複数のスキルが似たような機能説明を持っているとモデルが混乱するため、スキル間の役割分担を明確化することも確認してください。
日本語案件の精度を向上させるには?
日本語業務でSkillsを活用する際は、スキル内部に統一的な言語指針を組み込むことが精度向上の鍵となります。
業界特有の用語集や社内スタイルガイドを参照し、SKILL.mdやプロンプト内で明示的に指定します。
たとえば、「敬語表現を避ける」「社内製品名は英語表記統一」など、出力スタイルをルール化することで一貫性が向上します。
さらに、過去の成果物をFew-shotサンプルとして埋め込むことで、自然言語生成の安定性が高まります。
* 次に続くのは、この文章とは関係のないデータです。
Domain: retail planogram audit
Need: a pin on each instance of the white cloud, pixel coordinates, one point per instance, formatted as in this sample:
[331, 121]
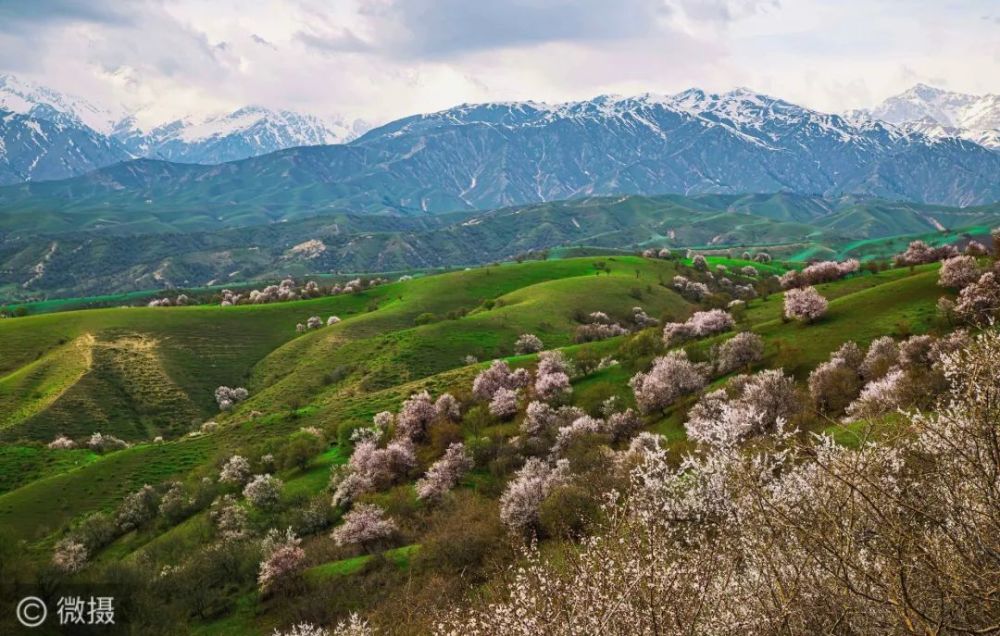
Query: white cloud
[379, 59]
日本語特有の曖昧さを補うため、評価・改善フェーズではレビュー担当者のフィードバックを継続的にスキル定義へ反映することが重要です。
まとめ
Claude Skillsは、特定のタスクの実行方法を改善できる再利用可能なパッケージです。
公式が提供するスキルと自分で作成できるカスタムスキルがあり、関連するタスクの場合のみ自動で呼び出されて使用されます。
スキルはWebアプリのほか、Claude CodeやAPIなどさまざまな環境で利用可能です。
気になる方はまずあらかじめ用意されたスキルを使用し、必要に応じてカスタムスキルを作成してみるといいでしょう。